Still the most theoretical of these mega SUVs is Lamborghini's effort. Called the Urus (which makes Bentayga sound almost normal), early rumour suggests the SUV will be powered by a high-output turbo V8, such as the one that powers the Porsche Cayenne Turbo. If so, this will be Lamborghini's first turbo model.
But wait, there's more. Before he fled the scene, outgoing Lamborghini CEO Stephan Winkelmann added further fuel to the fire by suggesting there might eventually be a hybrid-drive Urus, which would be the brand's first hybrid powertrain.
Something Winkelmann didn't leave journalists in doubt about was his requirement that the Urus be the fastest production SUV in the world. Yes, he really said that. "It has to be [the fastest]; it's a Lamborghini," Winkelmann told the motoring press. With Porsche managing to fling a Cayenne Turbo S around Nurburgring in under eight minutes, the bar has been set. Expect Lamborghini to come out fighting.
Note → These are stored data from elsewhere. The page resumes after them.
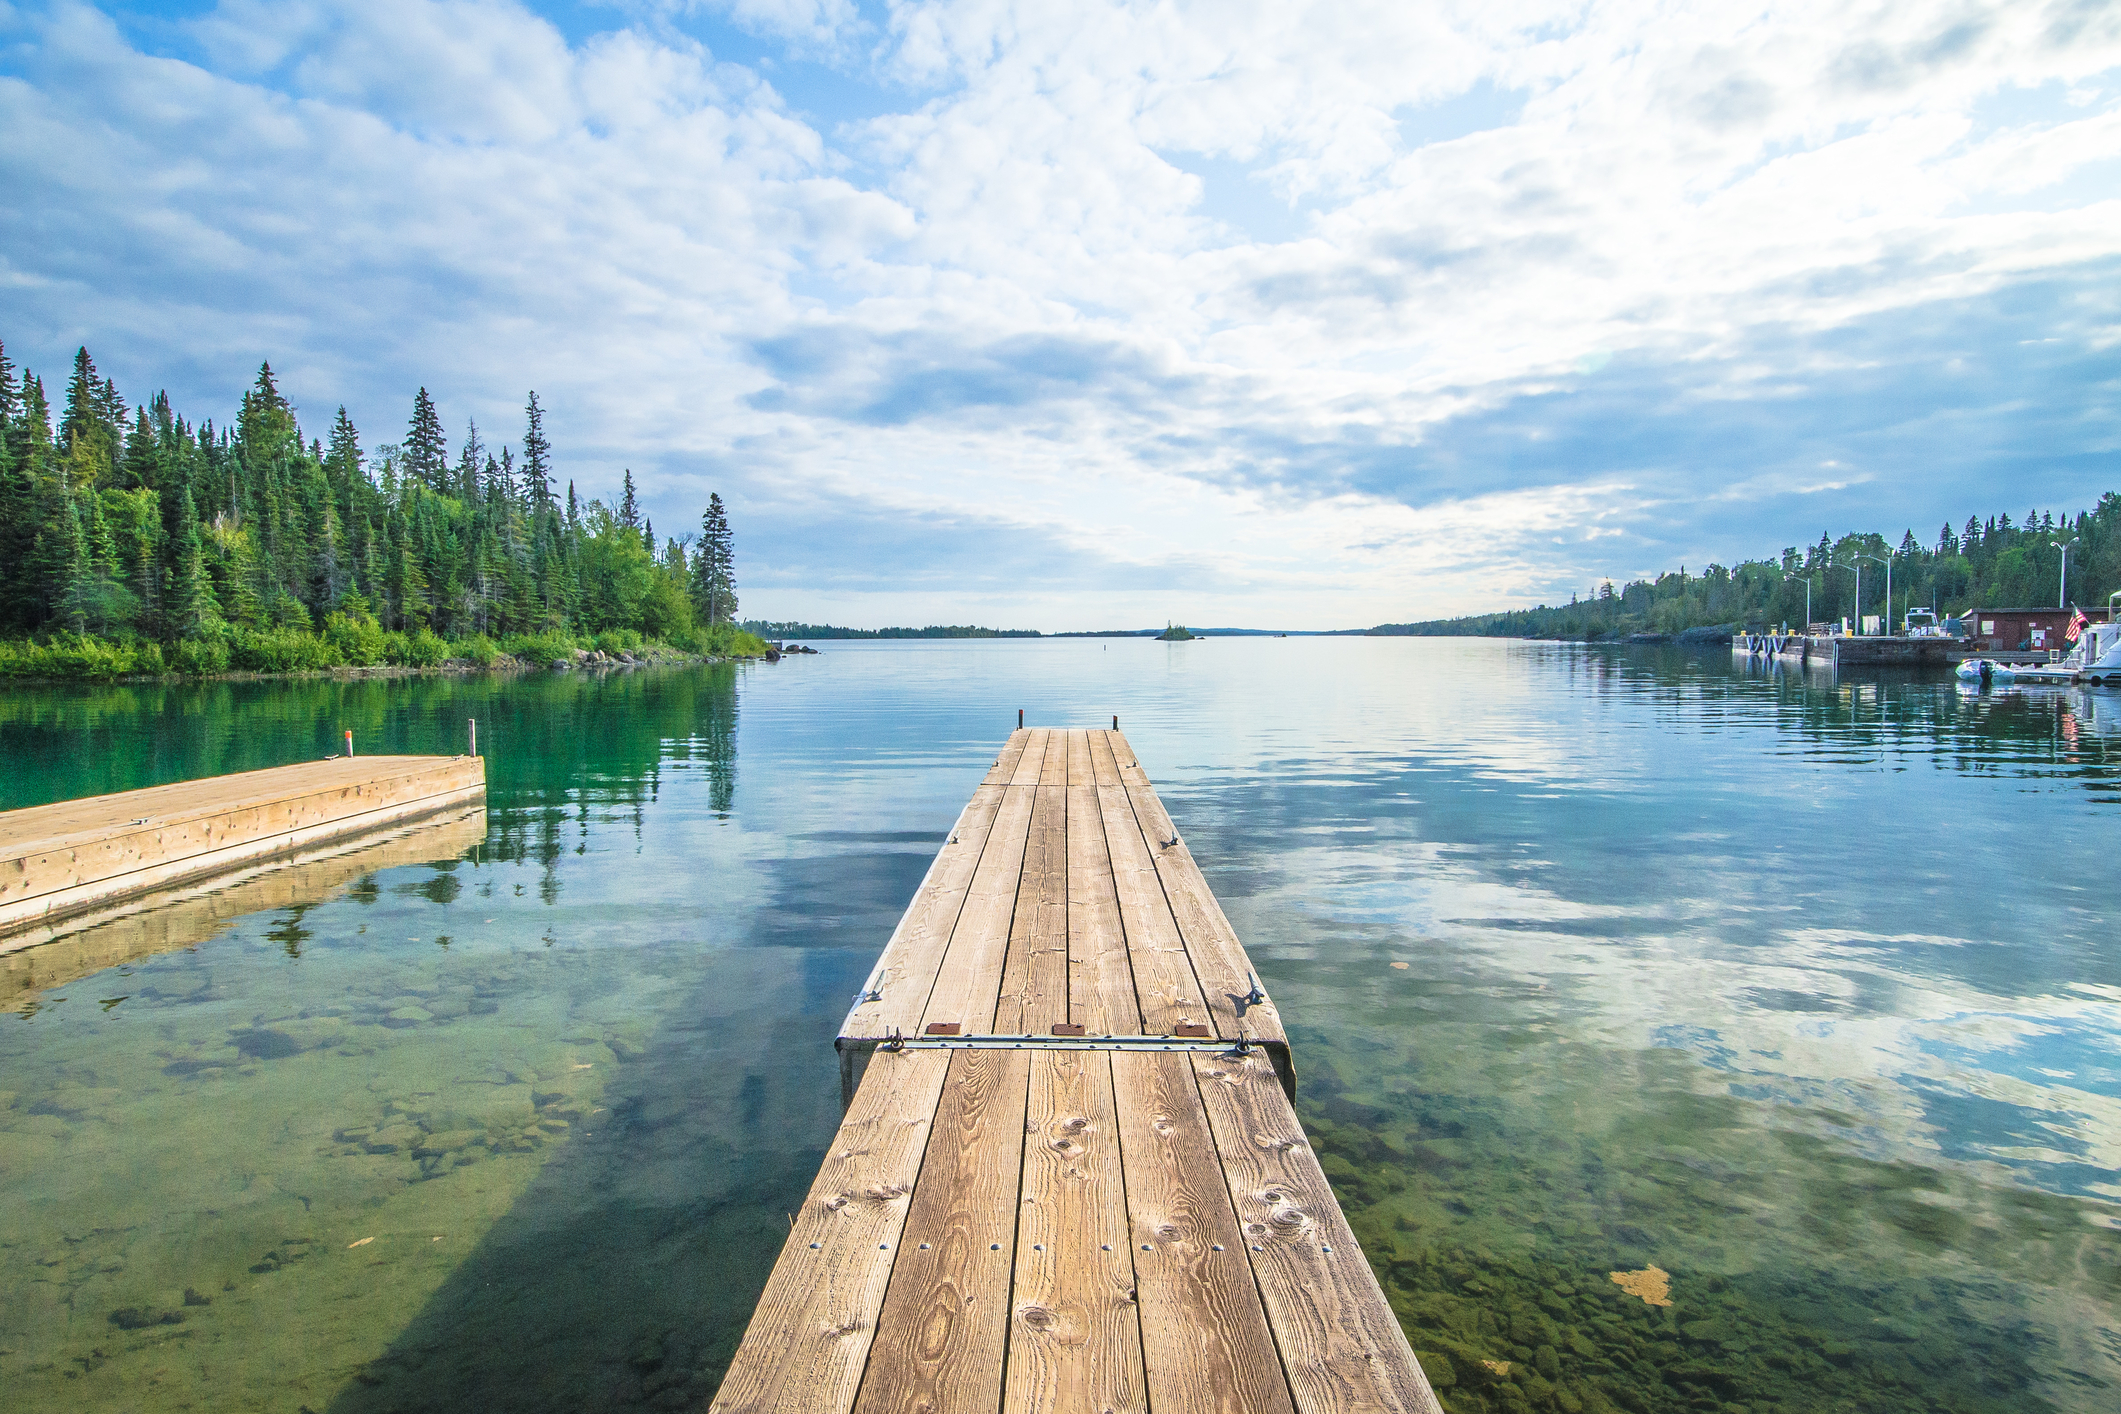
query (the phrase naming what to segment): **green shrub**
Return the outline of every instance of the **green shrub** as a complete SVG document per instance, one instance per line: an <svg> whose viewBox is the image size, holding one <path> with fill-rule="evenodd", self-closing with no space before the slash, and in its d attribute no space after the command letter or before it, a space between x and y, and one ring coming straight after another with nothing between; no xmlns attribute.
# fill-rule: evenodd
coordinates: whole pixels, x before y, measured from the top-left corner
<svg viewBox="0 0 2121 1414"><path fill-rule="evenodd" d="M367 614L330 615L324 620L324 637L341 662L372 668L383 661L383 627Z"/></svg>
<svg viewBox="0 0 2121 1414"><path fill-rule="evenodd" d="M394 663L403 663L408 668L432 668L449 656L449 645L431 628L398 637L405 641L404 656L391 659Z"/></svg>
<svg viewBox="0 0 2121 1414"><path fill-rule="evenodd" d="M482 668L490 668L493 666L494 659L501 656L501 650L485 634L475 633L469 638L460 639L458 642L451 644L449 656L452 658L468 658Z"/></svg>
<svg viewBox="0 0 2121 1414"><path fill-rule="evenodd" d="M694 629L681 646L717 658L762 658L766 654L765 639L755 633L746 633L735 624Z"/></svg>
<svg viewBox="0 0 2121 1414"><path fill-rule="evenodd" d="M161 671L161 646L137 639L112 642L93 634L62 633L44 643L0 643L0 676L114 678Z"/></svg>
<svg viewBox="0 0 2121 1414"><path fill-rule="evenodd" d="M225 673L229 657L225 638L187 638L170 653L170 666L180 673Z"/></svg>
<svg viewBox="0 0 2121 1414"><path fill-rule="evenodd" d="M329 640L293 628L239 628L228 647L230 665L253 673L310 672L341 661Z"/></svg>
<svg viewBox="0 0 2121 1414"><path fill-rule="evenodd" d="M630 628L607 628L595 643L599 653L633 653L641 647L641 635Z"/></svg>
<svg viewBox="0 0 2121 1414"><path fill-rule="evenodd" d="M564 633L512 633L501 640L501 651L526 662L543 665L574 656L575 641Z"/></svg>

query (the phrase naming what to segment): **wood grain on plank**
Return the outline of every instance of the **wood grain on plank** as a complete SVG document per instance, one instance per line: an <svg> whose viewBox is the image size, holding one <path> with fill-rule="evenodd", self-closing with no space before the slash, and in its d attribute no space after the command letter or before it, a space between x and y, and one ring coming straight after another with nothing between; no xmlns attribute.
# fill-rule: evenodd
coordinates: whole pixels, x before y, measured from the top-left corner
<svg viewBox="0 0 2121 1414"><path fill-rule="evenodd" d="M1156 1414L1290 1410L1191 1061L1115 1055L1112 1081L1150 1407Z"/></svg>
<svg viewBox="0 0 2121 1414"><path fill-rule="evenodd" d="M1001 1407L1031 1057L955 1051L858 1414Z"/></svg>
<svg viewBox="0 0 2121 1414"><path fill-rule="evenodd" d="M1002 743L1001 753L994 758L994 765L988 769L987 779L982 781L981 784L989 786L1005 786L1009 784L1010 778L1016 774L1016 763L1023 759L1024 747L1030 740L1031 733L1022 727L1018 727L1015 731L1009 733L1009 739Z"/></svg>
<svg viewBox="0 0 2121 1414"><path fill-rule="evenodd" d="M1046 733L1046 759L1038 773L1041 786L1065 786L1068 784L1068 741L1074 732L1052 731Z"/></svg>
<svg viewBox="0 0 2121 1414"><path fill-rule="evenodd" d="M1053 733L1044 727L1033 727L1024 733L1024 754L1016 760L1016 772L1009 777L1012 786L1035 786L1046 769L1046 751L1053 740Z"/></svg>
<svg viewBox="0 0 2121 1414"><path fill-rule="evenodd" d="M1171 914L1178 920L1179 936L1185 939L1186 953L1192 959L1194 976L1200 979L1216 1034L1285 1042L1288 1038L1273 1002L1248 1006L1239 1000L1251 990L1247 980L1253 970L1251 959L1245 956L1244 945L1238 942L1236 930L1223 915L1222 905L1215 901L1186 842L1178 838L1178 828L1157 799L1148 775L1134 759L1134 748L1127 744L1123 733L1107 735L1119 761L1120 778L1126 782L1128 797L1134 802L1135 815L1149 835L1157 877L1163 883L1164 897L1170 901Z"/></svg>
<svg viewBox="0 0 2121 1414"><path fill-rule="evenodd" d="M1190 1060L1297 1409L1441 1414L1274 1067Z"/></svg>
<svg viewBox="0 0 2121 1414"><path fill-rule="evenodd" d="M1168 1036L1181 1023L1206 1021L1207 1004L1186 955L1185 941L1179 937L1178 922L1171 916L1171 905L1164 897L1156 863L1150 857L1153 847L1142 833L1133 799L1126 787L1118 784L1119 771L1111 743L1093 742L1091 759L1098 779L1104 780L1109 771L1113 782L1097 787L1097 808L1104 824L1120 926L1126 934L1127 955L1132 964L1141 1029L1149 1035Z"/></svg>
<svg viewBox="0 0 2121 1414"><path fill-rule="evenodd" d="M881 1037L894 1028L910 1035L918 1028L1005 795L1003 787L993 785L972 792L840 1023L840 1035ZM876 1000L860 999L871 992L879 994Z"/></svg>
<svg viewBox="0 0 2121 1414"><path fill-rule="evenodd" d="M1050 753L1049 761L1060 754ZM1038 787L999 997L991 1023L981 1030L1046 1034L1068 1019L1067 813L1066 789Z"/></svg>
<svg viewBox="0 0 2121 1414"><path fill-rule="evenodd" d="M1146 1411L1112 1062L1031 1057L1009 1327L1009 1414Z"/></svg>
<svg viewBox="0 0 2121 1414"><path fill-rule="evenodd" d="M796 1214L711 1408L840 1414L876 1335L950 1053L880 1051Z"/></svg>
<svg viewBox="0 0 2121 1414"><path fill-rule="evenodd" d="M1068 779L1071 786L1094 786L1097 784L1090 772L1090 733L1073 731L1068 733Z"/></svg>
<svg viewBox="0 0 2121 1414"><path fill-rule="evenodd" d="M1089 735L1090 784L1100 789L1106 786L1124 786L1126 782L1119 778L1119 761L1113 755L1112 747L1112 738L1118 733L1097 731Z"/></svg>
<svg viewBox="0 0 2121 1414"><path fill-rule="evenodd" d="M1089 752L1085 749L1084 765ZM1088 775L1087 769L1084 772ZM1072 779L1071 773L1071 779ZM1141 1034L1097 787L1068 787L1068 1020L1092 1036Z"/></svg>
<svg viewBox="0 0 2121 1414"><path fill-rule="evenodd" d="M1024 752L1025 759L1037 749L1034 742ZM1022 774L1021 766L1018 774ZM1017 885L1024 873L1024 847L1031 836L1031 808L1037 795L1036 786L1003 787L1001 808L987 832L987 847L980 851L979 867L965 892L965 906L951 930L935 985L927 995L919 1025L906 1028L908 1035L934 1022L954 1021L966 1035L993 1028L995 999L1001 995L1002 959L1009 948L1010 919L1016 913Z"/></svg>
Lamborghini's SUV will have the longest gestation of these mega load-luggers, having been around in concept form since 2012 and not expected to join the company's range until 2018. So it's hard to know what specification and design details the SUV will feature by the time you can put your name on a list for one.
Future product aside, it's easy to forget that of the three manufacturers listed here, Lamborghini is the only one possessing form when it comes to building SUVs. That's right, they've done it before. The Lamborghini LM002 was a great slab-sided 4x4 built in the late 1980s. It looked a bit Hummer-ish, was powered by a 5.1-litre V12 and, despite the company's tractor-building heritage, was a left-field development even then.
At that time, Lamborghini was lurching from financial near-miss to financial near-miss and manufacturing mid-engined monsters such as the Jalpa and Diablo. Despite this, the big SUV stayed in production for seven years, although only around 320 were delivered.
With its faux-militaristic looks, the LM002 found favour in the Middle East and with oligarchs and princes alike. Probably the same clientele the Urus will appeal to.